First Quadrant’s director of research, Jeppe Ladekarl, would have been pleased by the recent falls in the Australian dollar.
I was yarning to Laderkarl last night and he believes that markets are under pricing risks over a wide area but, in particular, are under rating the risks to commodity currencies like the Australian dollar.
First Quadrant, which has $18 billion under management, regularly shorts the Australian dollar.
Ladekarl says most global markets, including shares and currency markets, are assuming that the liquidity measures being undertaken by central banks will trigger world growth.
There is no certainty that this will happen. There are few global precedents for the current liquidity injections so there is not the same stimulation predictability that we experience with interest rate reductions.

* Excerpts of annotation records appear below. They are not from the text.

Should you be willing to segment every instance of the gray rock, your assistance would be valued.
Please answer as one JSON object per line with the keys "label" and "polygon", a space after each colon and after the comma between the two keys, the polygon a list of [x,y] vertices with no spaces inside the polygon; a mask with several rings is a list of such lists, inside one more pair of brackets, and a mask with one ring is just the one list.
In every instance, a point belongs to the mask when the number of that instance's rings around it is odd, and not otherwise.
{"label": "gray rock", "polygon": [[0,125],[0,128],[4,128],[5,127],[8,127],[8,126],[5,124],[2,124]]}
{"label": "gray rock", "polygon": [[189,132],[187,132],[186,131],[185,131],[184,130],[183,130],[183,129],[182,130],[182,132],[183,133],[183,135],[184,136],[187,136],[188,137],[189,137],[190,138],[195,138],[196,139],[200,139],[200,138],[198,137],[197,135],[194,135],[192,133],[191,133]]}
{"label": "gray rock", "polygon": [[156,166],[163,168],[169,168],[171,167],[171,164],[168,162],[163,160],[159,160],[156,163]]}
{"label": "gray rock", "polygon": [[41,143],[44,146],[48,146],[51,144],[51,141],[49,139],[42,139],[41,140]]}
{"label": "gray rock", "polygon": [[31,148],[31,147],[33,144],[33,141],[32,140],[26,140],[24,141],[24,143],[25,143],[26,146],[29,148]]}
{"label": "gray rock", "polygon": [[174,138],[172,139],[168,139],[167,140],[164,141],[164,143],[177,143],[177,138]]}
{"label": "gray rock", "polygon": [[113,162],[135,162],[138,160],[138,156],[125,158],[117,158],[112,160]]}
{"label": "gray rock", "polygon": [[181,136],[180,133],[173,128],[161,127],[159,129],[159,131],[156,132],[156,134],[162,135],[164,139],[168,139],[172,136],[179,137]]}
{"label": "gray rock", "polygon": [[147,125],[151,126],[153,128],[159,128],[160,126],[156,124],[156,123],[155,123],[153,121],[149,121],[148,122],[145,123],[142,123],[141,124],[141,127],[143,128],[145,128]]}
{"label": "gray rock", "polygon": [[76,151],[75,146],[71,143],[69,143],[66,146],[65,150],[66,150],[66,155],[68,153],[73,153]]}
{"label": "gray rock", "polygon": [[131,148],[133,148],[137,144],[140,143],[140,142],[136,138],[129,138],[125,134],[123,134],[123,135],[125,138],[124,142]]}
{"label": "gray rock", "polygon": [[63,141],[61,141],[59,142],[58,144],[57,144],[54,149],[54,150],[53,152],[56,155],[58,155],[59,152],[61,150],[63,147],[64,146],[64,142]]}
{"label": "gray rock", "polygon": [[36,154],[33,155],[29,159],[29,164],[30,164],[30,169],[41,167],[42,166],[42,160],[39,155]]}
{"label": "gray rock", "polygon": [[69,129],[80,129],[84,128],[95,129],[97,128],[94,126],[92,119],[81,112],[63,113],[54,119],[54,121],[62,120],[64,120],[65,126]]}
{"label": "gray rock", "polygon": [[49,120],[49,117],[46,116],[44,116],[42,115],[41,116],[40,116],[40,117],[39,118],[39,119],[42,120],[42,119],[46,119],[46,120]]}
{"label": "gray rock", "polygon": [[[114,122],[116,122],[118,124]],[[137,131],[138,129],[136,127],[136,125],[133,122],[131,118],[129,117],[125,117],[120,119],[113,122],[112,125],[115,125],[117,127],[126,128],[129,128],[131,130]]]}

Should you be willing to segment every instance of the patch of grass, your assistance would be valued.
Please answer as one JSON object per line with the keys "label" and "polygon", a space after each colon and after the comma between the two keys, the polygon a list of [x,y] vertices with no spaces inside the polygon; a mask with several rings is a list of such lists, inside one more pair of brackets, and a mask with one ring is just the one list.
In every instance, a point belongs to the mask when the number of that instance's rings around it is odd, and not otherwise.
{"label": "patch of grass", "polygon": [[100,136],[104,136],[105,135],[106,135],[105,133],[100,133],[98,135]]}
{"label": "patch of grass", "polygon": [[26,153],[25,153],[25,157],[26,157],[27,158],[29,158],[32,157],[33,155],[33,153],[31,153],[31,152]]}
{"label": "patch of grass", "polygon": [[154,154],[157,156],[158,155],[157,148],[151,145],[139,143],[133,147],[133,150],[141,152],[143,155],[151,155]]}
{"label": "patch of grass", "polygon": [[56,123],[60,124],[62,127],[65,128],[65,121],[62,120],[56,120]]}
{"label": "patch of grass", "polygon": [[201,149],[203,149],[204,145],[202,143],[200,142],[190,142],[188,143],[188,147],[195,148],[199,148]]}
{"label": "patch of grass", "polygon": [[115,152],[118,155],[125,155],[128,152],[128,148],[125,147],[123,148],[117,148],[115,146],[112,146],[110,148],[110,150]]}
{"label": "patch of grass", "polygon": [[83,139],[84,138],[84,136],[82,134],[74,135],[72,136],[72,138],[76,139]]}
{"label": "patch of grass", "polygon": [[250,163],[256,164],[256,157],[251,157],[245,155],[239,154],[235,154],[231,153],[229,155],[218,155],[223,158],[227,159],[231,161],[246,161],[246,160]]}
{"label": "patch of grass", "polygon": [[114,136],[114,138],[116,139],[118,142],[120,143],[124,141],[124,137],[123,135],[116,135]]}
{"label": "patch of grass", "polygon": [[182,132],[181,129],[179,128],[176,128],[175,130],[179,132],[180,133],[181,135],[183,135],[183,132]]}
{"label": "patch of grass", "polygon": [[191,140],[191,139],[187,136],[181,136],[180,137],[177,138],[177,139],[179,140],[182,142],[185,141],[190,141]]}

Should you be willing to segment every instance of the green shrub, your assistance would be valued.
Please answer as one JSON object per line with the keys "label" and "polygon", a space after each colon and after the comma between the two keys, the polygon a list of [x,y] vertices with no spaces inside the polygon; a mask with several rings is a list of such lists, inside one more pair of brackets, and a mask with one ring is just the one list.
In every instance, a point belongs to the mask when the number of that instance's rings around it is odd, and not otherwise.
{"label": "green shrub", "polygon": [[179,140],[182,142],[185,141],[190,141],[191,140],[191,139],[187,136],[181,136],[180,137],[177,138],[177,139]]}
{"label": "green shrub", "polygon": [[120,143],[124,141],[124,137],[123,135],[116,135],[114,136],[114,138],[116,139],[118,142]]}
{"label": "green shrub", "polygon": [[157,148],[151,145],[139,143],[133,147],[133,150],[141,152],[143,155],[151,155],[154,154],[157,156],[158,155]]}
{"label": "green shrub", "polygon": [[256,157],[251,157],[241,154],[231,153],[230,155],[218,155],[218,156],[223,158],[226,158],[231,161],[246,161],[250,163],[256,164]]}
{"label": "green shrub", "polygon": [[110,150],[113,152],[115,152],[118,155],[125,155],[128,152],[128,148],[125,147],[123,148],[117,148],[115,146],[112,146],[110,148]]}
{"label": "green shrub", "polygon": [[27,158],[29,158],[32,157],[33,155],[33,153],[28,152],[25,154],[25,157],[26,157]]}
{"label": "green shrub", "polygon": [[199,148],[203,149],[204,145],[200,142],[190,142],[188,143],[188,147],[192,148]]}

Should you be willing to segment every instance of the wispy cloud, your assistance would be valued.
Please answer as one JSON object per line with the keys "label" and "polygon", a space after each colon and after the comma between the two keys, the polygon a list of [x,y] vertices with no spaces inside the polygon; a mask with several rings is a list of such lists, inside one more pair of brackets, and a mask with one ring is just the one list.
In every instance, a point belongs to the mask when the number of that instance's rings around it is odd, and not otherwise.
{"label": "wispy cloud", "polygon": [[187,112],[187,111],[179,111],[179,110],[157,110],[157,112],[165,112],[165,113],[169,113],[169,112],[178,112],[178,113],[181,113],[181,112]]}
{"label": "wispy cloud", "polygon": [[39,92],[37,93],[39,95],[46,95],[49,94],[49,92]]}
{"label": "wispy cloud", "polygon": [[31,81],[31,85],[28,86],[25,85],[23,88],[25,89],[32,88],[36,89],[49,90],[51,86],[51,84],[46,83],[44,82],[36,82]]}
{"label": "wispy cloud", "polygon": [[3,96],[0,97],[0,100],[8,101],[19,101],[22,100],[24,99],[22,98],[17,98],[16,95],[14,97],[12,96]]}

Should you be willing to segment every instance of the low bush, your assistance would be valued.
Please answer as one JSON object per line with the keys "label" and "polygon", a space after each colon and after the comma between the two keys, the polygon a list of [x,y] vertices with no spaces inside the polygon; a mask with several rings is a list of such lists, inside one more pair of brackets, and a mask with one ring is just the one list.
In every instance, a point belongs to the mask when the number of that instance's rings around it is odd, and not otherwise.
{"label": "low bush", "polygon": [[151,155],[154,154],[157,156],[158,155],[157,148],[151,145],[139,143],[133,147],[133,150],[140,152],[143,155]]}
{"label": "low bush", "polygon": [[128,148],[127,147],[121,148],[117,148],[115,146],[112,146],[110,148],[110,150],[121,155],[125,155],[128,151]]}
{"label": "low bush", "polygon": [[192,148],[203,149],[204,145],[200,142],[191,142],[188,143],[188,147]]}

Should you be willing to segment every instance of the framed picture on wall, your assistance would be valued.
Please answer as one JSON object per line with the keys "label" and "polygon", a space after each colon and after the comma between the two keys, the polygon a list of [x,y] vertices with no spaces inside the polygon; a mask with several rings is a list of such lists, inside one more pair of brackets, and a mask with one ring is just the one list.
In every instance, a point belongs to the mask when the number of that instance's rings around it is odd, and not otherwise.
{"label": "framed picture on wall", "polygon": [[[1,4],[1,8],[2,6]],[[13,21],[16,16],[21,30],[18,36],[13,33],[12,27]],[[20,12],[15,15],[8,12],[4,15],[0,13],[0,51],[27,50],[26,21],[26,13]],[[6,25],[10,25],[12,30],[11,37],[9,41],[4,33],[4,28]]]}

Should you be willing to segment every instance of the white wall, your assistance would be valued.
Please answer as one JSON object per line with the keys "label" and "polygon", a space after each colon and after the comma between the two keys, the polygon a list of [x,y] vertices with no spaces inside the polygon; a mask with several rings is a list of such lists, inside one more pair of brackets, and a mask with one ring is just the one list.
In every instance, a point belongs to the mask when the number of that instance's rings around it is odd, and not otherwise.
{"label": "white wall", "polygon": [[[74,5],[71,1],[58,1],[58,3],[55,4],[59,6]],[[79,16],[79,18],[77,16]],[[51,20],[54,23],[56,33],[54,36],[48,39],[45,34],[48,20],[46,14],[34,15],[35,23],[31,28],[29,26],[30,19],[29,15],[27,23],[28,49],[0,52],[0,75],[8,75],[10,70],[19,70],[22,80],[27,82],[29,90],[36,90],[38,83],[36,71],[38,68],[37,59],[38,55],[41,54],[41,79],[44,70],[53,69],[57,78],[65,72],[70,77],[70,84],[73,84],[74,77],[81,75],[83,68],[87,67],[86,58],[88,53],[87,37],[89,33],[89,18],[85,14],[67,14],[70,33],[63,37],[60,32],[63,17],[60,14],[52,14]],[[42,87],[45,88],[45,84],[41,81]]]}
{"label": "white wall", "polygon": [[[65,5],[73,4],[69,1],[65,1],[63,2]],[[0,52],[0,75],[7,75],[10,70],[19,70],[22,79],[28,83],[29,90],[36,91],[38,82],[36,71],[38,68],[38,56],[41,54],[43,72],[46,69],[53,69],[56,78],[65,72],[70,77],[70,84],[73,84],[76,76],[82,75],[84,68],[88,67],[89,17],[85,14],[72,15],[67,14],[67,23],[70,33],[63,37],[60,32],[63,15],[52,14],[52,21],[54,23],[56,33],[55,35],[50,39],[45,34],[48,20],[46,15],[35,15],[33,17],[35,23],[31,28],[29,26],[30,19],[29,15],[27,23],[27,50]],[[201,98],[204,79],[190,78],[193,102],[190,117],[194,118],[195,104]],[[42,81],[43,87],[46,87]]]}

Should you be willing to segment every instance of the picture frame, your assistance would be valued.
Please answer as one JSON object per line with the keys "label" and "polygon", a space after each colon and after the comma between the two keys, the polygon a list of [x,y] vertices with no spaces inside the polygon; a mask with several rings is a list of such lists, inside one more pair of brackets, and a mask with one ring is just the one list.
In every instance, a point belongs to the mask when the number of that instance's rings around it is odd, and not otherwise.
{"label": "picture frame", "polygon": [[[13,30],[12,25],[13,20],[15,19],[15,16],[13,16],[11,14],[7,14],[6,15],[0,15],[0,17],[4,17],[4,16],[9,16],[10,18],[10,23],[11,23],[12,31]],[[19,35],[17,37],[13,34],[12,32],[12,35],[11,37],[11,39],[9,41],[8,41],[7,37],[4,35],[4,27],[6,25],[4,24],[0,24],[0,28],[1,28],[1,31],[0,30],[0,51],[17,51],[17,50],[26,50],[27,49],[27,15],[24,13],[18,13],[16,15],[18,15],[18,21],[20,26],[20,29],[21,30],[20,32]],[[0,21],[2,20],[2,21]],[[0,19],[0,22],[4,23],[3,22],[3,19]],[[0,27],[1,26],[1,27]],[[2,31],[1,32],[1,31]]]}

In the US most of the rewards of the stimulation have gone to those who own shares but gap between middle to lower income America and the US high wealth areas has been widening.

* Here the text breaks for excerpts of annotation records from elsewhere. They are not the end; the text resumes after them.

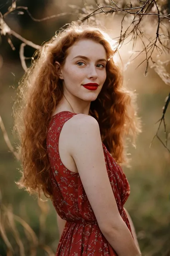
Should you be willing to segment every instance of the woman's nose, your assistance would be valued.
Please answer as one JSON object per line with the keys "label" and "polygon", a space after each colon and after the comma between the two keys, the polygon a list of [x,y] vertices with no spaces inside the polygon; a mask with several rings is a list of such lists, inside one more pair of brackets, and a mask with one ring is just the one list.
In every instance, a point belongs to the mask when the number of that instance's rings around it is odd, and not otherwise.
{"label": "woman's nose", "polygon": [[91,66],[89,67],[88,72],[89,77],[93,77],[96,78],[98,77],[98,73],[96,70],[96,67],[94,66]]}

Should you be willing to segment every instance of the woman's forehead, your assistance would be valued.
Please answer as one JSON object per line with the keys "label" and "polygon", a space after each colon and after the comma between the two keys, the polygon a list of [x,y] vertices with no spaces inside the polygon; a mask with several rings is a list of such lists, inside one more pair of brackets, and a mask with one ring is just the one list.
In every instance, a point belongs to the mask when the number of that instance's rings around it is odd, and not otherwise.
{"label": "woman's forehead", "polygon": [[100,44],[90,39],[82,40],[76,42],[68,49],[68,56],[73,58],[77,55],[89,58],[96,55],[99,59],[107,58],[106,52]]}

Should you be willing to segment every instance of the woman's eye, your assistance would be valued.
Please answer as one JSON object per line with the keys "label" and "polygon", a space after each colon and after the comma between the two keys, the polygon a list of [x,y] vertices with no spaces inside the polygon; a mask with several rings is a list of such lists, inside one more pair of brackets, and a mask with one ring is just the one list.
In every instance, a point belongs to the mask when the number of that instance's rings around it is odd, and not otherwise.
{"label": "woman's eye", "polygon": [[104,68],[104,64],[98,64],[97,66],[99,65],[99,66],[101,66],[101,67],[99,67],[100,68]]}
{"label": "woman's eye", "polygon": [[79,65],[79,64],[80,64],[80,64],[81,63],[81,64],[84,64],[84,63],[83,62],[82,62],[82,61],[79,61],[79,62],[77,62],[77,64],[78,64],[79,66],[82,66],[82,65]]}

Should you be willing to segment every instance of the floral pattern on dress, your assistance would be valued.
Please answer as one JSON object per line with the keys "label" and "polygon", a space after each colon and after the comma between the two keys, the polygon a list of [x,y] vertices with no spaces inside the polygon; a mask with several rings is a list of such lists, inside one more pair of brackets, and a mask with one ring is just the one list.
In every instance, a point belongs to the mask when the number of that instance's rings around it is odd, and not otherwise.
{"label": "floral pattern on dress", "polygon": [[[65,111],[52,117],[47,137],[52,202],[58,215],[67,221],[56,256],[116,256],[117,255],[99,228],[79,173],[68,170],[60,157],[60,132],[65,122],[75,114],[77,114]],[[108,176],[119,212],[131,232],[123,208],[130,194],[129,183],[120,166],[103,143],[102,145]]]}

If anything, the stimulation may be widening that gap further because rises in share values provide limited boosts to middle and lower income people. They are much more concerned at the effects of job cuts as US government expenditure is reduced. Until consumers start spending, the stimulation will not work as the market expects.
In Europe the overall uncertainty has a similar affect.

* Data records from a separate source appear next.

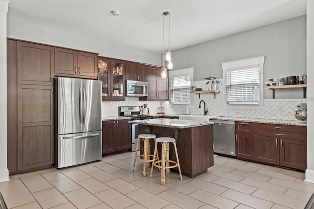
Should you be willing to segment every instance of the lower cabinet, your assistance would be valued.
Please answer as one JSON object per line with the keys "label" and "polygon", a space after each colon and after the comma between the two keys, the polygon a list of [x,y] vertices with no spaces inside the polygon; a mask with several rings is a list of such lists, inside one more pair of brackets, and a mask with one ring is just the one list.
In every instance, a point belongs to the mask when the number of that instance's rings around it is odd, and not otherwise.
{"label": "lower cabinet", "polygon": [[130,120],[103,121],[103,154],[131,148],[131,125]]}
{"label": "lower cabinet", "polygon": [[18,170],[54,163],[52,93],[51,86],[18,85]]}
{"label": "lower cabinet", "polygon": [[253,159],[254,123],[236,122],[236,156],[241,158]]}
{"label": "lower cabinet", "polygon": [[255,124],[254,159],[306,169],[306,127]]}

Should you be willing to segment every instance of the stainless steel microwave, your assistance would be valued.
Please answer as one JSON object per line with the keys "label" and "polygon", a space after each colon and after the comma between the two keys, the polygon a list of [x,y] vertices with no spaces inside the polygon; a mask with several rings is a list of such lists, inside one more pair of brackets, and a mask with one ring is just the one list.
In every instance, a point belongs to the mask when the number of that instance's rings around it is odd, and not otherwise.
{"label": "stainless steel microwave", "polygon": [[145,97],[148,95],[148,83],[138,80],[127,80],[127,96]]}

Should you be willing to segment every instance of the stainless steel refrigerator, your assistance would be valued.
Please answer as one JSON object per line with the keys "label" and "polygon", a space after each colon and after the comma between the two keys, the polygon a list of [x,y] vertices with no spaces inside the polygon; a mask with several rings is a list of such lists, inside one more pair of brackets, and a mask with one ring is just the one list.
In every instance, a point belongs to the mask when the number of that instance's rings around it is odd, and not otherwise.
{"label": "stainless steel refrigerator", "polygon": [[102,158],[102,82],[55,78],[56,168]]}

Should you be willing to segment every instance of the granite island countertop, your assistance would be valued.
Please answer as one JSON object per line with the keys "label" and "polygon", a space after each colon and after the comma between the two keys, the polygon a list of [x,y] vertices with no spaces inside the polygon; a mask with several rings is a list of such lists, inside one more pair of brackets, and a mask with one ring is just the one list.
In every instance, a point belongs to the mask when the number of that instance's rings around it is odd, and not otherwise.
{"label": "granite island countertop", "polygon": [[125,116],[109,116],[109,117],[102,117],[102,121],[114,121],[117,120],[125,120],[125,119],[131,119],[131,117],[125,117]]}
{"label": "granite island countertop", "polygon": [[173,129],[186,129],[213,124],[214,122],[204,121],[199,122],[189,120],[157,118],[154,119],[140,120],[129,121],[129,123],[135,123],[146,126],[159,126]]}
{"label": "granite island countertop", "polygon": [[292,126],[307,126],[307,123],[305,122],[299,122],[296,120],[278,120],[278,119],[267,119],[262,118],[241,118],[238,117],[217,117],[210,118],[212,120],[219,120],[225,121],[240,121],[252,123],[268,123],[273,124],[289,125]]}

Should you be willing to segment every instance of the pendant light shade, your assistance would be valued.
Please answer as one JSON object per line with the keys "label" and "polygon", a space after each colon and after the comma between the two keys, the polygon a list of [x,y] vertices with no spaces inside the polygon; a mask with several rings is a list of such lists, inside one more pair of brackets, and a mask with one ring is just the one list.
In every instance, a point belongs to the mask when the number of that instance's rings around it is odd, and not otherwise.
{"label": "pendant light shade", "polygon": [[170,61],[168,62],[168,64],[167,65],[167,67],[169,70],[172,70],[172,69],[173,68],[173,59],[170,59]]}
{"label": "pendant light shade", "polygon": [[167,68],[161,68],[161,78],[167,78]]}
{"label": "pendant light shade", "polygon": [[171,60],[171,52],[169,50],[166,50],[165,52],[165,60],[169,62]]}

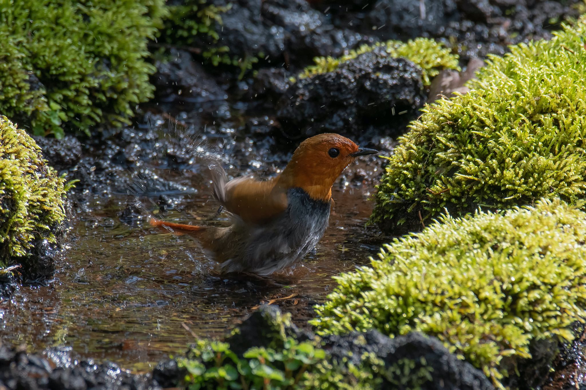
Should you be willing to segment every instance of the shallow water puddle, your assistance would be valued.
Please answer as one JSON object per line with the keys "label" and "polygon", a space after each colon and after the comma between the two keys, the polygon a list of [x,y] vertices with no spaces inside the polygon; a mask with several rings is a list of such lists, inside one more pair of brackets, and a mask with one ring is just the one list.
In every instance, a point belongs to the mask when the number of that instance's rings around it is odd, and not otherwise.
{"label": "shallow water puddle", "polygon": [[[197,194],[181,195],[182,212],[162,218],[213,218],[217,205],[207,187],[196,187]],[[302,265],[258,280],[217,276],[214,262],[189,237],[155,234],[145,219],[135,227],[121,222],[128,197],[113,196],[73,221],[54,282],[25,286],[0,308],[2,340],[30,350],[71,346],[82,357],[141,371],[181,354],[194,337],[224,335],[262,303],[291,312],[303,325],[335,285],[331,276],[376,253],[377,246],[361,242],[372,235],[364,227],[371,191],[335,186],[334,213],[316,250]]]}

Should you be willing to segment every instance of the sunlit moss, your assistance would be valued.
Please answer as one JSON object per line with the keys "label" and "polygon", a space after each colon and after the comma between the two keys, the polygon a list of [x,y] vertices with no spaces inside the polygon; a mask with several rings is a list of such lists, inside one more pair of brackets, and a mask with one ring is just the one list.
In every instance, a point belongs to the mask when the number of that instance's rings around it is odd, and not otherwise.
{"label": "sunlit moss", "polygon": [[[586,25],[492,56],[399,139],[372,220],[389,233],[422,226],[444,208],[503,209],[542,196],[586,195]],[[406,223],[406,226],[401,226]]]}
{"label": "sunlit moss", "polygon": [[[222,14],[231,8],[230,3],[217,5],[209,0],[189,0],[180,4],[169,5],[170,15],[165,22],[164,39],[172,45],[205,43],[205,47],[197,48],[201,51],[199,54],[203,59],[214,66],[224,64],[236,67],[240,70],[239,78],[242,78],[264,55],[259,53],[243,57],[231,53],[227,46],[220,43],[221,32],[216,30],[217,26],[223,24]],[[207,39],[202,40],[202,35]]]}
{"label": "sunlit moss", "polygon": [[362,53],[372,51],[375,47],[381,46],[385,47],[390,56],[407,58],[421,67],[423,71],[423,83],[426,85],[428,85],[431,82],[430,79],[438,74],[442,69],[459,70],[456,54],[452,54],[441,43],[432,39],[417,38],[407,42],[390,40],[374,45],[363,44],[337,58],[316,57],[314,58],[315,65],[305,68],[298,77],[304,78],[314,74],[331,72],[338,69],[340,64],[355,58]]}
{"label": "sunlit moss", "polygon": [[36,134],[129,123],[164,0],[0,0],[0,112]]}
{"label": "sunlit moss", "polygon": [[442,216],[385,245],[311,321],[323,333],[376,329],[438,337],[497,385],[533,340],[571,340],[586,316],[586,213],[559,199],[505,214]]}
{"label": "sunlit moss", "polygon": [[35,241],[55,241],[65,191],[35,141],[0,116],[0,268],[29,254]]}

In Australia I believe we have not fully appreciated the impact that higher taxes and lower government spending will have on people in lower and middle income groups. ANZ chief Mike Smith says that lower interest rates have run their stimulation race (KGB: ANZ's Mike Smith, May 2). Smith believes certainty in Canberra will do the trick. He is probably right but assuming Tony Abbott comes to power he has a lot of nasties to announce as he tackles the Canberra mess. Smith is assuming a strong China and global growth.
But if First Quadrant is right and there is a bigger chance of low global growth (including China) than the market anticipates then Abbott and Co may face further falls in mineral taxation revenue. Add to that the repercussions of large numbers to be retrenched from the mineral construction projects, including suppliers, which are set to take place within two years.
But Australia will have the boost that comes from a much lower Australian dollar. Meanwhile Jeppe Ladekarl favours defensive assets in US dollars.